À partir des séries pluviométriques et d'autres éléments de contexte (hauteur d'eau, débit, conductivité, turbidité, etc.), il est possible de délimiter automatiquement, avec des règles locales appropriées, les débuts et fins des périodes de temps de pluie et de temps sec. Comme pour la pré-validation, une délimitation automatique n’est pas toujours totalement fiable : des corrections manuelles par l’opérateur peuvent éventuellement s’avérer nécessaires, le plus souvent pour délimiter la fin des périodes pluvieuses, lorsque l’ensemble des grandeurs mesurées doivent être revenues à leurs valeurs habituelles de temps sec.

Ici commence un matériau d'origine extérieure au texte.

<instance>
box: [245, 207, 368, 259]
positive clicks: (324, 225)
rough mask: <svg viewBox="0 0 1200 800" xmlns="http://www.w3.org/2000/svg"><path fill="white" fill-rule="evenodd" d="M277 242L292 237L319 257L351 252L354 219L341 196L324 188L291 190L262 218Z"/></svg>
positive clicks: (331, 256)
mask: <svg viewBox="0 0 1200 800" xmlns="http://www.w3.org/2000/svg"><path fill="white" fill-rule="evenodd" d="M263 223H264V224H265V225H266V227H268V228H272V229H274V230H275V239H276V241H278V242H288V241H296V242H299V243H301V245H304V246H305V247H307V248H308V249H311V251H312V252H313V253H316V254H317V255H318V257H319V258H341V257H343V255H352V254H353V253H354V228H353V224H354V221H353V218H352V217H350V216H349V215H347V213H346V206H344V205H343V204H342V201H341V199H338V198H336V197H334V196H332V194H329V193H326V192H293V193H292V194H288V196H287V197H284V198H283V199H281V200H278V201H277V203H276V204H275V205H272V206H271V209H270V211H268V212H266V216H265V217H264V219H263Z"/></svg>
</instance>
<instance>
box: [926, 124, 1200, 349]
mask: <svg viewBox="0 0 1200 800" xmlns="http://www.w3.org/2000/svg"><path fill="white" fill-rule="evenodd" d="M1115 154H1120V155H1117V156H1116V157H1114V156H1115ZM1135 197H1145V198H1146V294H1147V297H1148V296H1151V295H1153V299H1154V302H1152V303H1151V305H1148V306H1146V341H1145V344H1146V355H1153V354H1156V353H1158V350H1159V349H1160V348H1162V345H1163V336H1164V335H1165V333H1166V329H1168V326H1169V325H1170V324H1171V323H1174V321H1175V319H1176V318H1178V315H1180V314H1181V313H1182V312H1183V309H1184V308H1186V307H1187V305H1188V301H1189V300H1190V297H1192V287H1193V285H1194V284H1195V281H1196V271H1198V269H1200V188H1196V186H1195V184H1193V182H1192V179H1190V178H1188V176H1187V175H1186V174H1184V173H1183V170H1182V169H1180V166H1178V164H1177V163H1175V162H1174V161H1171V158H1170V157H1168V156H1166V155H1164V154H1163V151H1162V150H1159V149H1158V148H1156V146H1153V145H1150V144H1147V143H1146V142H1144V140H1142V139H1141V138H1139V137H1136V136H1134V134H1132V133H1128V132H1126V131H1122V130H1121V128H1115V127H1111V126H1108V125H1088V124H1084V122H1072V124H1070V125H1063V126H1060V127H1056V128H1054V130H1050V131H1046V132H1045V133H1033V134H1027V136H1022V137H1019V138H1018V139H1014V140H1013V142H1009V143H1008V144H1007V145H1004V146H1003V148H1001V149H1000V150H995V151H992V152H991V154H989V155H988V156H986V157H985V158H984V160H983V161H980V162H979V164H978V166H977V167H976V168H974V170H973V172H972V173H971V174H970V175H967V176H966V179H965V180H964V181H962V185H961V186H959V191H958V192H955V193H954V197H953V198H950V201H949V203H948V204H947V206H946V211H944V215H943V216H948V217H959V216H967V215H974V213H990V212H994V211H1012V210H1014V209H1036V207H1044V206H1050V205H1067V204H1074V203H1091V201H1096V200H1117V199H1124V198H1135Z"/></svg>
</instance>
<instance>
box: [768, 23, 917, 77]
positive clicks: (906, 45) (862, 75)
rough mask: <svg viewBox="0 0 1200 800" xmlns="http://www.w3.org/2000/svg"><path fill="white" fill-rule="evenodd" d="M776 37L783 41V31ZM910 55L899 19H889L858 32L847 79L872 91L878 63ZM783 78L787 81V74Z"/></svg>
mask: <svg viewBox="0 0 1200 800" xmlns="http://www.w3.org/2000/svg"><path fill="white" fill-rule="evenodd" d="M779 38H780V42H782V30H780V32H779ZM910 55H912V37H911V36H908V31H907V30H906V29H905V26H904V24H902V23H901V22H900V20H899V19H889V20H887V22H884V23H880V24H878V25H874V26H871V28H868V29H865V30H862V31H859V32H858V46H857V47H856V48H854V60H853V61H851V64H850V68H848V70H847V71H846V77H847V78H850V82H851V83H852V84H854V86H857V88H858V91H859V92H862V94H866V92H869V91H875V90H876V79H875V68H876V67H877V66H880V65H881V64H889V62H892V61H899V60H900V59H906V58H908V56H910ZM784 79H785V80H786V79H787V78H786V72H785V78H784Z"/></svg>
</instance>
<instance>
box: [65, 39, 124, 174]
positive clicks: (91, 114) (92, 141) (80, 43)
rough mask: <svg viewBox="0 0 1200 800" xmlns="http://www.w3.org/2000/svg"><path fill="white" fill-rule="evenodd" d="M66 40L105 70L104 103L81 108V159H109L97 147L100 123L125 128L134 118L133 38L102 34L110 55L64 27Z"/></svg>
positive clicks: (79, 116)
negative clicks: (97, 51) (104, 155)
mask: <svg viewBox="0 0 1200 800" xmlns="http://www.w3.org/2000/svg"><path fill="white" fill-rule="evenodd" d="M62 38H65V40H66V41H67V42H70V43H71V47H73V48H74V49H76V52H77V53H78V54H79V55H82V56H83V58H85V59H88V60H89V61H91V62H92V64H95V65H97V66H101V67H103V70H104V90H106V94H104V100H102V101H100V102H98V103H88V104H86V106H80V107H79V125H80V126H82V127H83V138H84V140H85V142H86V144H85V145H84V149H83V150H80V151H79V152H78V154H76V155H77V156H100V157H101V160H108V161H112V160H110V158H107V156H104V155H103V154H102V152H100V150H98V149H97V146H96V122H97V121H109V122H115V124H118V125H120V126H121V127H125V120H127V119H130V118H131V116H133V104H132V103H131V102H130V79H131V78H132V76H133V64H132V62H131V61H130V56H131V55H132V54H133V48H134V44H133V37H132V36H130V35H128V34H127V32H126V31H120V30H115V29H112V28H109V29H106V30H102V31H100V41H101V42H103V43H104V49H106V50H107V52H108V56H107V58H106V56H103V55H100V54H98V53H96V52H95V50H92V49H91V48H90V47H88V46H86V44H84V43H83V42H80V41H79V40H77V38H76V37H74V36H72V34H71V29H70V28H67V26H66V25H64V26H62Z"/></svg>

Évaluer les flux polluants rejetés
Certains capteurs ne fournissent pas directement la grandeur qui intéresse l’opérateur, mais une grandeur qui lui est corrélée. C’est par exemple le cas des turbidimètres : les valeurs de turbidité peuvent être converties en concentrations en MES (matières en suspension) ou en DCO (demande chimique en oxygène) en utilisant des fonctions de corrélation appropriées spécifiques au capteur utilisé et à son point d'implantation sur le réseau. Ces fonctions de corrélation, généralement sous forme de polynômes, sont établies à partir de données expérimentales obte-
nues sur des échantillons prélevés au cours de différents événements pluvieux et/ou pendant des jours de temps sec. Ces échantillons doivent être assez diversifiés pour couvrir la gamme complète des valeurs le plus souvent observées sur le point de mesure. Chaque échantillon fait l'objet de mesurages répétés de la turbidité (typiquement 10 à 25 mesurages répétés) puis d’analyses des MES ou de la DCO en laboratoire, au moyen de méthodes classiques (Afnor ou équivalentes, micro-méthodes validées), réalisées de préférence en triplicat afin de pouvoir en estimer l'incertitude. À partir de ces données, on peut établir des fonctions de corrélation permettant de convertir une série chronologique de turbidité en séries chronologiques de MES ou de DCO. Couplées au débit, ces séries de MES ou DCO permettent ensuite de déterminer les charges polluantes transférées dans le réseau ou rejetées au milieu aquatique à différentes échelles de temps. Ces fonctions de corrélation sont établies avec des algorithmes semblables à ceux utilisés pour l’étalonnage des capteurs avec une prise en compte de toutes les sources d’incertitudes. Les concentrations estimées en MES ou DCO sont ainsi données avec leur incertitude qui dépend elle-même des incertitudes sur les valeurs de turbidité, de MES ou de DCO des échantillons collectés et des incertitudes sur la fonction de corrélation elle-même. La figure 5 montre un exemple de calcul de flux polluants de MES et de DCO par temps de pluie à l'aval d'un réseau séparatif pluvial à partir de la turbidité mesurée en continu au pas de temps de 2 minutes.
Conclusion
La fonction métrologique est absolument indispensable pour mettre en œuvre de manière efficace et performante l’autosurveillance des réseaux d’assainissement. Elle demande des compétences, des méthodes et des outils adaptés : étalonnage et vérification périodiques des capteurs, estimation systématique des incertitudes, critique et validation des données avant utilisation, traçabilité des actions effectuées. Les bonnes pratiques métrologiques doivent être promues : elles sont un élément clé pour que l’autosurveillance et le diagnostic permanent puissent fournir des données et des résultats fiables contribuant à l’amélioration de la conception et de la gestion des ouvrages d’assainissement.